# Electric field inside semiconductor diode

1. Oct 2, 2011

### dikmikkel

1. The problem statement, all variables and given/known data
A semiconductor diode is made of acceptor and donor dotted regions. In equilibrilum there is a volume charge region at about x = 0. In that region there is no free charge carriers, only single charged. In x<-dp and x > dn, there is no charge at all. The surface area of the diode is A. And the semi conductor material has the permetivity ε. The volume charge distribution is for p: nA and for n: nD

1) calculate the total charge in the region -dp<x<dn and find the relation betweeen dp and dn.
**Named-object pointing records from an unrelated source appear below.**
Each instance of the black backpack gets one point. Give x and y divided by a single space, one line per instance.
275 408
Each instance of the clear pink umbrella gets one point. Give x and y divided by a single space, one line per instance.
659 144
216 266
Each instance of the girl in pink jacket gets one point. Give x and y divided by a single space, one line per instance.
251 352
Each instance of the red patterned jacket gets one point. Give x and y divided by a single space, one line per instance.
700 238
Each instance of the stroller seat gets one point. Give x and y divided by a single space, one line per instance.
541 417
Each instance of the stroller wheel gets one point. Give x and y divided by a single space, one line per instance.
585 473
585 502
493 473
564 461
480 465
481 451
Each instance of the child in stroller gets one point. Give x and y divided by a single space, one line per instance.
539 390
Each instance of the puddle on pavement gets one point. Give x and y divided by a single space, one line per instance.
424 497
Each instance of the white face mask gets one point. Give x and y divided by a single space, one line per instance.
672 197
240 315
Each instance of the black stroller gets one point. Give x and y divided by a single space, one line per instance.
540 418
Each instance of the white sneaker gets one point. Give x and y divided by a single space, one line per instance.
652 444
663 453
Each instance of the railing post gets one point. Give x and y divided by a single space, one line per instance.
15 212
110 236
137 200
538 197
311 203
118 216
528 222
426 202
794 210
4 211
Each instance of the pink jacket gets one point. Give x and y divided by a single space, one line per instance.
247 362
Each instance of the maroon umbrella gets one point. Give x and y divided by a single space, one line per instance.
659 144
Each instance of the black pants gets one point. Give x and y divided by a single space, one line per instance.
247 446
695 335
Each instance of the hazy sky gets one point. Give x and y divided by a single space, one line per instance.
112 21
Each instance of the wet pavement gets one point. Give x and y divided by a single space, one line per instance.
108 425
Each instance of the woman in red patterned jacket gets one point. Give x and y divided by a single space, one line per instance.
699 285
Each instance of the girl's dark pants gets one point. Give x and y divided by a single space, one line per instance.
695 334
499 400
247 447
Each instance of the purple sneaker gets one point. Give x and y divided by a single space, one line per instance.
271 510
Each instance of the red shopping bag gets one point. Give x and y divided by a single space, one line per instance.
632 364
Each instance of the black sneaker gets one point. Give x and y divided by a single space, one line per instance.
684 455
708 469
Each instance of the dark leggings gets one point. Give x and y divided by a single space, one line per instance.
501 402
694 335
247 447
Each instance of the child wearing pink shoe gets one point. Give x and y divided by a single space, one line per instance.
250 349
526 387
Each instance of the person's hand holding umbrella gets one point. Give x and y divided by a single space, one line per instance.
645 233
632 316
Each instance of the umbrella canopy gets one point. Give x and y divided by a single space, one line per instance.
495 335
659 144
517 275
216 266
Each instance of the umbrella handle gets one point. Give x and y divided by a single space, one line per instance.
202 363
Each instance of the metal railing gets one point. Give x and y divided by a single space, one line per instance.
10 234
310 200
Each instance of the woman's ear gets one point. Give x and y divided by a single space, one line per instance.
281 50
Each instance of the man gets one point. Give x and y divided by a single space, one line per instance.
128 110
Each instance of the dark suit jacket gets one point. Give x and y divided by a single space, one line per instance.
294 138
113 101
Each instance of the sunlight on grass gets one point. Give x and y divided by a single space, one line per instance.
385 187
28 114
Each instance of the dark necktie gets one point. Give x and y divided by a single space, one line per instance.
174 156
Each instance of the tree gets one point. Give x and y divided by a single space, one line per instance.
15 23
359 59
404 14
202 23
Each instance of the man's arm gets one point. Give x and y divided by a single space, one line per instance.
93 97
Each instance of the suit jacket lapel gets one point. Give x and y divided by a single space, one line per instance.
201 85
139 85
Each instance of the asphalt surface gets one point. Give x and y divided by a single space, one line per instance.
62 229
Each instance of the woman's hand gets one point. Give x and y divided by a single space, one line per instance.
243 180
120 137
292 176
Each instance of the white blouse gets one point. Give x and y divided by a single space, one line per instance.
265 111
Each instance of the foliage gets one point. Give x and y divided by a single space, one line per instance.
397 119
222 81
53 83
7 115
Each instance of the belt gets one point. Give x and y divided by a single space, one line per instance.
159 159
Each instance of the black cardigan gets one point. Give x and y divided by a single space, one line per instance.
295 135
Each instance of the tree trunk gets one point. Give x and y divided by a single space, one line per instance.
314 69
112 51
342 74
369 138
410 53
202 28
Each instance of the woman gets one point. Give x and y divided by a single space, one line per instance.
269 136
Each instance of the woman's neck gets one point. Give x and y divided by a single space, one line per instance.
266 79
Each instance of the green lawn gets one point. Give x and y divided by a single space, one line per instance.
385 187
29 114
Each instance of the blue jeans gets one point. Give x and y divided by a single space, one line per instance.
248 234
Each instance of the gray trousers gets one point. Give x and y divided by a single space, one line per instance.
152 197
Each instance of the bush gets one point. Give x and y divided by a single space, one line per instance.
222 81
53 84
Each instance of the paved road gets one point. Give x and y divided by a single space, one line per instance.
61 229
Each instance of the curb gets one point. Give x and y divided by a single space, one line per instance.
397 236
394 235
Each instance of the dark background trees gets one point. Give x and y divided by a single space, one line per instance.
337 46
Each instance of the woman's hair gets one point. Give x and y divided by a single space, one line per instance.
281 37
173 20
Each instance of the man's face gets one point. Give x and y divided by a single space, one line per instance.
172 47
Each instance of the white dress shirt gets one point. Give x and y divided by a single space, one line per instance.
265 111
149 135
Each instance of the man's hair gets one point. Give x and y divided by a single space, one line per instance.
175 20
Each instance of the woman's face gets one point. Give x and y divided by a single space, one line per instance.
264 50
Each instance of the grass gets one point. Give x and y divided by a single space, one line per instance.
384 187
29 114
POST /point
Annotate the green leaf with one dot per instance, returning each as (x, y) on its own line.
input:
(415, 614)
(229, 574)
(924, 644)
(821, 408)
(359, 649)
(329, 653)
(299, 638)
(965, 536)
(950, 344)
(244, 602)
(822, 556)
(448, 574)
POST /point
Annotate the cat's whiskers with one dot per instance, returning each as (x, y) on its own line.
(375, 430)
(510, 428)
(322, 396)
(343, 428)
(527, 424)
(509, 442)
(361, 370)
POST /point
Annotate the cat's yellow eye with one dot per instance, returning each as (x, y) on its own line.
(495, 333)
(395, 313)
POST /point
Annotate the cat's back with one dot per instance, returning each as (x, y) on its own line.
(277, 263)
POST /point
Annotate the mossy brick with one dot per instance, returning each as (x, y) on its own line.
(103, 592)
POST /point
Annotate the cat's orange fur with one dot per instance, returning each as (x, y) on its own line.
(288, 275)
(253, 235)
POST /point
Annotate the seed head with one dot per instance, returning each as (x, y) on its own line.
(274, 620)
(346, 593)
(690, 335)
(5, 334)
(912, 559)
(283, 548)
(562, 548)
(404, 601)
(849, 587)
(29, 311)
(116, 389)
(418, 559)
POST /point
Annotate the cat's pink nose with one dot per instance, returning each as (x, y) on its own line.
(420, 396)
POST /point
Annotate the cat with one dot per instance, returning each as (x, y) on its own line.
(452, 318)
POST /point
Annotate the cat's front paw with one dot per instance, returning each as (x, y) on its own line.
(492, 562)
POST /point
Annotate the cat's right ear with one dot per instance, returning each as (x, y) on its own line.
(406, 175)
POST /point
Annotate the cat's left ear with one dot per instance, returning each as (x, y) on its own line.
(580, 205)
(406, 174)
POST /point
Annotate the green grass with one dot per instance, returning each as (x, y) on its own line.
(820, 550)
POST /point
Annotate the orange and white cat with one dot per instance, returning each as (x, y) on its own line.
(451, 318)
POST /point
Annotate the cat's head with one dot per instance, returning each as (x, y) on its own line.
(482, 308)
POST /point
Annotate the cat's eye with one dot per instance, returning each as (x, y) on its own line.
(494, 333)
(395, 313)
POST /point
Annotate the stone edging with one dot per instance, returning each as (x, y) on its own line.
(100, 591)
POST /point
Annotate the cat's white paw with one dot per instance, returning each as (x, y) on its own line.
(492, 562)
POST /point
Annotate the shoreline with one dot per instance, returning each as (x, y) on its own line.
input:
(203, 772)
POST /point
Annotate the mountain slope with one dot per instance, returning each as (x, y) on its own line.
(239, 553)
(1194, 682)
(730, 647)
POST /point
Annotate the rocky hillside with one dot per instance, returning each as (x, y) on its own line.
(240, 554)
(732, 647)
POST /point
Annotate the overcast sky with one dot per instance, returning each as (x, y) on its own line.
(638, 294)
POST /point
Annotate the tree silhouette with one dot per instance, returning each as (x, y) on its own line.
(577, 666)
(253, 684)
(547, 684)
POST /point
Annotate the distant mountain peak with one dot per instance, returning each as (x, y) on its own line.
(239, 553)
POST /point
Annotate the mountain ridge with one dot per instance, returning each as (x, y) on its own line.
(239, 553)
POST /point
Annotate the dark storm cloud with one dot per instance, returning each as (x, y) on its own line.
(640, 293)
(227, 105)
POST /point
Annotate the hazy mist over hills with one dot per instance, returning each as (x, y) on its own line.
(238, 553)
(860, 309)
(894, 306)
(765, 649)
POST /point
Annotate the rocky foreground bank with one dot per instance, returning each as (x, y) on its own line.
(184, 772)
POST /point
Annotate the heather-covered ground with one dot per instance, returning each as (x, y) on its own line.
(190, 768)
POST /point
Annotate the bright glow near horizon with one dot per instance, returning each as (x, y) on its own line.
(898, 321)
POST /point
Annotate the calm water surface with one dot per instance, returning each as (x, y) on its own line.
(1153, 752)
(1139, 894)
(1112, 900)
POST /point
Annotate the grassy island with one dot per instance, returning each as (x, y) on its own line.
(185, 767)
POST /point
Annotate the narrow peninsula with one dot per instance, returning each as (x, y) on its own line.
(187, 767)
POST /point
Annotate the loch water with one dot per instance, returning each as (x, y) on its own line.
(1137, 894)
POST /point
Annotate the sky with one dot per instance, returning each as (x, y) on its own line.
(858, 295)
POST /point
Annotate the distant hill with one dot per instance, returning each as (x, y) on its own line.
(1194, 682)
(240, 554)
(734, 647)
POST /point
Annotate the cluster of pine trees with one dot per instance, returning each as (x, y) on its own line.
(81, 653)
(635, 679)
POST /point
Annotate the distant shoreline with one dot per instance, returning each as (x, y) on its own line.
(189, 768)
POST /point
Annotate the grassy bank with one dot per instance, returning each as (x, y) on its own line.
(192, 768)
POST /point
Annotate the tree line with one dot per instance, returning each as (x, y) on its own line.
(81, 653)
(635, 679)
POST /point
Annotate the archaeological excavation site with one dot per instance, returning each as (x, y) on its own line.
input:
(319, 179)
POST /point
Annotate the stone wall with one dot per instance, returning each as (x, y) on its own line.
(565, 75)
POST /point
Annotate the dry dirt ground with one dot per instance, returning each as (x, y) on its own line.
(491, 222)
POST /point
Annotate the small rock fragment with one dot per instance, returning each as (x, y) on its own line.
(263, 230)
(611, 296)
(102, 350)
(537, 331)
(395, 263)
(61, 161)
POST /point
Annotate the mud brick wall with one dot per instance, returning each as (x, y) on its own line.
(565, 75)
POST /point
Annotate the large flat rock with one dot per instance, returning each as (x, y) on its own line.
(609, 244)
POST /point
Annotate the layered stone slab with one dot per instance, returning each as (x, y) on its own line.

2) Assume you know dn and express the electric field E(x) in therms of dn and the other parameters in -dp<x<dn

2. Relevant equations
Gauss Law for Dielectrics.
D = εE (Assuming Linear homogeneous material)

3. The attempt at a solution
1) I've integrated over the entire volume and found: $Q_{tot} = -Ad_pn_A+Ad_nn_D=d_nn_D-d_pn_A$

2) I read from the assingment, that the free charge is 0 in the region -dp<x<dn, and therefore : $\oint\limits_S\vec{d}\cdot d \vec{a} = 0, \oint\limits_S\epsilon \vec{E} d\vec{a}$ = 0

Last edited: Oct 2, 2011
2. Oct 2, 2011

### phyzguy

Yes, you have a misunderstanding. It says there is no charge in the region x<-dp and x>dn, but you are asked to find the E field in the region -dp<x<dn, where there is charge. The E-field is certainly not zero in this region.

3. Oct 3, 2011

### dikmikkel

ahh, i see. So i should solve possions equation in the charged region the positive and negative charged seperatly? When i do that i get 2 linear functions in cartesian coordinates(symmetry in y,z directions).

4. Oct 3, 2011

### phyzguy

Because of the symmetry you know E points in the x direction, so it just becomes a 1D problem, dE/dx = rho/epsilon0. Rho is a constant in each of the two regions, so you should be able to solve for E(x).